The 1982 season was probably the most important of the eighties – but for all the wrong reasons.
While the sport tore itself apart politically (the year began with a driver’s strike) the excessively fast ground effect cars were killing people – namely the great Gilles Villeneuve and Italian novice Riccardo Paletti.
Pre-dating modern sensitivities, both accidents are shown on the tape, which makes for harrowing viewing – particularly the conflagration which engulfs Pironi’s car.
It’s difficult, therefore, to talk about this tape in terms of its entertainment value. Only one year earlier Simon Taylor in the 1981 video applauds the “high safety standards” in Formula One after John Watson’s crash at Monza.
What followed in 1982 was a sobering reminder that our sport never can and never will be completely safe.
It gets such a high rating because the occasionally bleak material is so sensitively handled – a minor miracle, given the generally poor 1981 and 1983 reviews.

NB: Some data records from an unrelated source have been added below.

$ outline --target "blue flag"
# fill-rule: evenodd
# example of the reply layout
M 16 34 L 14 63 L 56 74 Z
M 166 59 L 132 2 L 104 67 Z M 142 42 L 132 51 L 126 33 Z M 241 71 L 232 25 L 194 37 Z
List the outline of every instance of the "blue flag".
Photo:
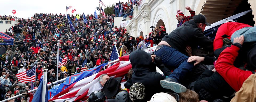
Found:
M 98 19 L 98 15 L 97 14 L 97 13 L 96 13 L 96 10 L 94 10 L 94 16 L 95 17 L 95 18 L 96 19 Z
M 70 19 L 70 18 L 69 17 L 69 16 L 67 14 L 67 19 L 69 20 L 69 26 L 70 26 L 70 30 L 73 32 L 74 32 L 75 27 L 74 27 L 74 26 L 73 25 L 73 24 L 72 24 L 72 22 L 71 22 L 71 20 Z
M 10 29 L 11 30 L 11 29 Z M 0 45 L 13 45 L 14 39 L 8 35 L 0 32 Z
M 112 51 L 112 53 L 111 53 L 111 55 L 110 56 L 110 59 L 111 61 L 114 61 L 118 59 L 119 56 L 118 54 L 118 52 L 117 52 L 117 47 L 115 45 L 114 47 L 113 47 L 113 50 Z
M 43 79 L 42 79 L 42 80 L 43 80 Z M 47 91 L 48 90 L 47 87 L 46 86 L 46 90 L 43 90 L 43 81 L 42 81 L 41 83 L 40 83 L 40 84 L 39 84 L 39 86 L 38 87 L 38 88 L 37 88 L 37 91 L 35 92 L 35 95 L 34 95 L 34 97 L 33 98 L 33 99 L 32 100 L 32 102 L 47 102 L 48 101 L 48 98 L 47 98 L 48 96 L 48 93 L 47 92 L 46 92 L 45 93 L 45 97 L 42 97 L 42 93 L 43 91 L 46 91 L 47 92 Z M 45 98 L 45 102 L 42 102 L 42 99 L 43 98 Z
M 85 16 L 85 13 L 83 12 L 83 22 L 85 23 L 85 25 L 86 25 L 86 24 L 88 22 L 88 20 L 87 20 L 87 19 L 86 19 L 86 17 Z
M 107 65 L 108 63 L 103 63 L 97 67 L 90 68 L 84 71 L 68 77 L 66 79 L 66 82 L 53 87 L 48 91 L 48 99 L 52 98 L 54 96 L 67 88 L 71 84 L 99 72 L 102 67 Z

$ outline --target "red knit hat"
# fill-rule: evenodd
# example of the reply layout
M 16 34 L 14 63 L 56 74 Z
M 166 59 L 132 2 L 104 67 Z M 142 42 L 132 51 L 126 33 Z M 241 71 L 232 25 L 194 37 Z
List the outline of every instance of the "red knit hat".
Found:
M 184 16 L 184 14 L 183 13 L 183 12 L 182 11 L 181 11 L 181 10 L 178 10 L 177 11 L 177 14 L 176 15 L 176 17 L 178 18 L 178 16 L 179 15 L 182 15 L 183 16 Z

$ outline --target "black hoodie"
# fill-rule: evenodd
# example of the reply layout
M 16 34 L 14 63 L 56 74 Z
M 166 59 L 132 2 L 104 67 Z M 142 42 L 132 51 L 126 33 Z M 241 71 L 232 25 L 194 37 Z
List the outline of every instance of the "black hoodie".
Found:
M 132 82 L 133 83 L 140 82 L 144 85 L 146 95 L 145 101 L 150 100 L 152 96 L 155 94 L 170 91 L 161 86 L 160 80 L 166 77 L 156 71 L 156 66 L 152 62 L 150 54 L 143 50 L 138 50 L 131 53 L 129 58 L 133 71 Z M 167 73 L 167 72 L 170 71 L 169 70 L 164 71 L 163 69 L 166 69 L 165 67 L 164 68 L 161 69 L 164 73 Z
M 163 38 L 171 47 L 183 54 L 187 54 L 186 46 L 193 48 L 199 46 L 207 51 L 213 51 L 213 42 L 205 36 L 202 29 L 191 20 L 187 21 Z

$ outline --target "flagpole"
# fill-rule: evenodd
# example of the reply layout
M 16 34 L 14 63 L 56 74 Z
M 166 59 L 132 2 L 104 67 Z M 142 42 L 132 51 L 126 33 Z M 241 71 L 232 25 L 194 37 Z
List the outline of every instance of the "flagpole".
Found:
M 117 62 L 119 61 L 120 61 L 120 60 L 119 60 L 119 59 L 118 58 L 117 60 L 115 60 L 114 61 L 110 61 L 106 65 L 105 65 L 103 67 L 104 67 L 105 66 L 108 66 L 110 64 Z M 46 71 L 46 72 L 47 72 L 47 71 Z M 46 73 L 46 75 L 44 75 L 44 76 L 43 76 L 44 77 L 45 76 L 46 76 L 46 77 L 47 77 L 47 73 Z M 47 78 L 47 77 L 46 78 Z M 67 79 L 66 78 L 65 78 L 56 81 L 56 82 L 54 82 L 52 83 L 49 83 L 49 84 L 47 84 L 47 87 L 49 87 L 50 86 L 53 86 L 59 83 L 60 83 L 61 82 L 62 82 L 65 81 L 66 81 L 66 79 Z M 44 81 L 45 80 L 44 80 Z M 47 81 L 47 80 L 46 80 Z M 37 91 L 37 88 L 36 88 L 35 89 L 34 89 L 33 90 L 30 90 L 28 92 L 28 93 L 31 93 L 33 92 L 35 92 Z M 45 95 L 46 93 L 45 93 L 45 94 L 44 94 Z M 22 94 L 20 94 L 18 95 L 14 96 L 13 97 L 10 97 L 10 98 L 6 99 L 5 100 L 1 101 L 0 101 L 0 102 L 7 102 L 8 101 L 9 101 L 14 99 L 15 99 L 19 97 L 21 97 L 22 96 Z M 44 102 L 44 101 L 43 101 L 43 102 Z
M 42 97 L 42 102 L 45 101 L 45 94 L 46 94 L 46 88 L 48 87 L 47 86 L 47 71 L 48 69 L 45 69 L 45 67 L 43 67 L 43 90 L 42 90 L 43 94 Z M 58 78 L 58 77 L 57 77 Z
M 59 73 L 59 40 L 58 40 L 58 43 L 57 43 L 57 45 L 58 46 L 58 50 L 57 50 L 58 51 L 57 51 L 57 59 L 58 60 L 57 60 L 57 72 L 56 72 L 56 73 Z M 58 75 L 57 75 L 57 81 L 58 81 Z

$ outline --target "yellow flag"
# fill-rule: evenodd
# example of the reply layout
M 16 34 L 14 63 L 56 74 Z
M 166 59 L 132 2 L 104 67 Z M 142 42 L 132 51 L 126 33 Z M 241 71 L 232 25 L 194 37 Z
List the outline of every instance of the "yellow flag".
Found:
M 122 56 L 122 53 L 123 53 L 123 46 L 122 46 L 122 47 L 121 48 L 121 50 L 120 50 L 120 54 L 119 56 L 120 57 Z

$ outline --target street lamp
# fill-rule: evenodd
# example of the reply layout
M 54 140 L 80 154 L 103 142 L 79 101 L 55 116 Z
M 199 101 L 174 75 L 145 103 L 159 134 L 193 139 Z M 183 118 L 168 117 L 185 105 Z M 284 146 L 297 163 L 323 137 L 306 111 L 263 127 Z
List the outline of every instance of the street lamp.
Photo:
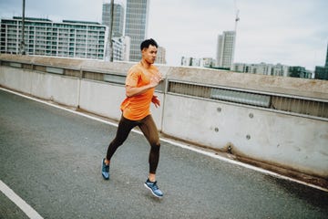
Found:
M 26 45 L 24 42 L 24 30 L 25 30 L 25 0 L 23 0 L 23 16 L 22 16 L 22 40 L 20 43 L 20 54 L 26 55 Z

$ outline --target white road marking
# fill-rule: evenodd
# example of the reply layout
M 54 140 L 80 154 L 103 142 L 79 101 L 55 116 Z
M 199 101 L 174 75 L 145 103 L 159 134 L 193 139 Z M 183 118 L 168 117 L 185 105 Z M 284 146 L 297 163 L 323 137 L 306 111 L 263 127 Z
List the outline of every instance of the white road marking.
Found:
M 29 218 L 43 219 L 36 210 L 28 205 L 23 199 L 21 199 L 12 189 L 10 189 L 5 182 L 0 180 L 0 191 L 7 196 L 13 203 L 15 203 Z
M 90 115 L 87 115 L 87 114 L 84 114 L 82 112 L 78 112 L 78 111 L 76 111 L 76 110 L 69 110 L 69 109 L 56 105 L 54 103 L 49 103 L 49 102 L 47 102 L 46 100 L 32 98 L 32 97 L 26 96 L 26 95 L 24 95 L 24 94 L 21 94 L 21 93 L 18 93 L 18 92 L 15 92 L 15 91 L 12 91 L 12 90 L 9 90 L 9 89 L 6 89 L 0 88 L 0 89 L 3 89 L 5 91 L 7 91 L 7 92 L 21 96 L 23 98 L 26 98 L 26 99 L 37 101 L 37 102 L 40 102 L 40 103 L 49 105 L 51 107 L 55 107 L 55 108 L 57 108 L 57 109 L 63 110 L 67 110 L 67 111 L 69 111 L 69 112 L 72 112 L 72 113 L 75 113 L 75 114 L 77 114 L 77 115 L 80 115 L 80 116 L 83 116 L 83 117 L 86 117 L 86 118 L 88 118 L 88 119 L 91 119 L 91 120 L 97 120 L 97 121 L 100 121 L 100 122 L 103 122 L 103 123 L 106 123 L 106 124 L 108 124 L 108 125 L 118 127 L 118 124 L 115 123 L 115 122 L 107 121 L 107 120 L 99 119 L 99 118 L 96 118 L 96 117 L 93 117 L 93 116 L 90 116 Z M 138 130 L 132 130 L 132 131 L 134 131 L 136 133 L 142 134 L 142 132 Z M 315 188 L 315 189 L 319 189 L 319 190 L 322 190 L 322 191 L 328 192 L 328 189 L 326 189 L 326 188 L 323 188 L 323 187 L 321 187 L 321 186 L 318 186 L 318 185 L 315 185 L 315 184 L 308 183 L 308 182 L 302 182 L 302 181 L 299 181 L 299 180 L 296 180 L 296 179 L 293 179 L 293 178 L 291 178 L 291 177 L 288 177 L 288 176 L 284 176 L 284 175 L 279 174 L 277 172 L 267 171 L 267 170 L 260 168 L 260 167 L 252 166 L 252 165 L 250 165 L 250 164 L 247 164 L 247 163 L 244 163 L 244 162 L 241 162 L 234 161 L 234 160 L 229 159 L 229 158 L 225 158 L 225 157 L 220 156 L 220 155 L 218 155 L 218 154 L 216 154 L 214 152 L 209 152 L 209 151 L 205 151 L 200 150 L 200 149 L 196 149 L 196 148 L 188 146 L 186 144 L 177 142 L 177 141 L 172 141 L 170 139 L 160 138 L 160 140 L 165 141 L 165 142 L 173 144 L 175 146 L 178 146 L 178 147 L 180 147 L 180 148 L 183 148 L 183 149 L 187 149 L 187 150 L 190 150 L 190 151 L 195 151 L 195 152 L 206 155 L 206 156 L 210 156 L 210 157 L 212 157 L 212 158 L 215 158 L 215 159 L 218 159 L 218 160 L 229 162 L 229 163 L 233 163 L 233 164 L 236 164 L 236 165 L 239 165 L 239 166 L 242 166 L 244 168 L 248 168 L 248 169 L 251 169 L 251 170 L 254 170 L 254 171 L 262 172 L 264 174 L 269 174 L 269 175 L 272 175 L 272 176 L 274 176 L 274 177 L 277 177 L 277 178 L 288 180 L 288 181 L 291 181 L 291 182 L 298 182 L 300 184 L 303 184 L 303 185 L 310 186 L 310 187 L 313 187 L 313 188 Z

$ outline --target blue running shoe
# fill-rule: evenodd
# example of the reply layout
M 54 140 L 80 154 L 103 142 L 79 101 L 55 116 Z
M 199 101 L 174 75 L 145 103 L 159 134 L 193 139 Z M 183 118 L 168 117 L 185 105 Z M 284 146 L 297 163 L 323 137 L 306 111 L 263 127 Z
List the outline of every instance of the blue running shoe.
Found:
M 105 158 L 101 162 L 101 172 L 105 180 L 109 180 L 109 165 L 105 163 Z
M 157 182 L 150 182 L 149 179 L 148 179 L 145 182 L 145 187 L 150 190 L 151 193 L 155 195 L 158 198 L 163 197 L 163 193 L 159 189 L 159 186 L 157 185 Z

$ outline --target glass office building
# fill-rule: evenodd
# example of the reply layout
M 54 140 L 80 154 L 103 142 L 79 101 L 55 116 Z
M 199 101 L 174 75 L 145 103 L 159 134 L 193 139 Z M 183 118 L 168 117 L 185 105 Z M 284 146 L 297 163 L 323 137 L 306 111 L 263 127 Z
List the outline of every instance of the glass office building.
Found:
M 127 0 L 125 36 L 130 37 L 129 61 L 141 59 L 140 44 L 146 39 L 149 0 Z

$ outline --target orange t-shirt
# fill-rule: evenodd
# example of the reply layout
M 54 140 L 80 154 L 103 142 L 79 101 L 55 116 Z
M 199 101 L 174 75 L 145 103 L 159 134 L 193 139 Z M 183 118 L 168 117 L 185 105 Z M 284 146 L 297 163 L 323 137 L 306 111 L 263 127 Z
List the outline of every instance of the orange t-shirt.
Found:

It is better for these videos to record what actually happened and document them sensibly and unflinchingly.
Though recent editions that have had to deal with similar material (1994) have not done so insensitively, they fall short as adequate accounts of the history of Formula 1.
This video strikes that difficult balance extremely well.
Best bit: Eliseo Salazar knocks Nelson Piquet out of the lead at Hockenheim – so Piquet responds with a few improvised kung-fu kicks.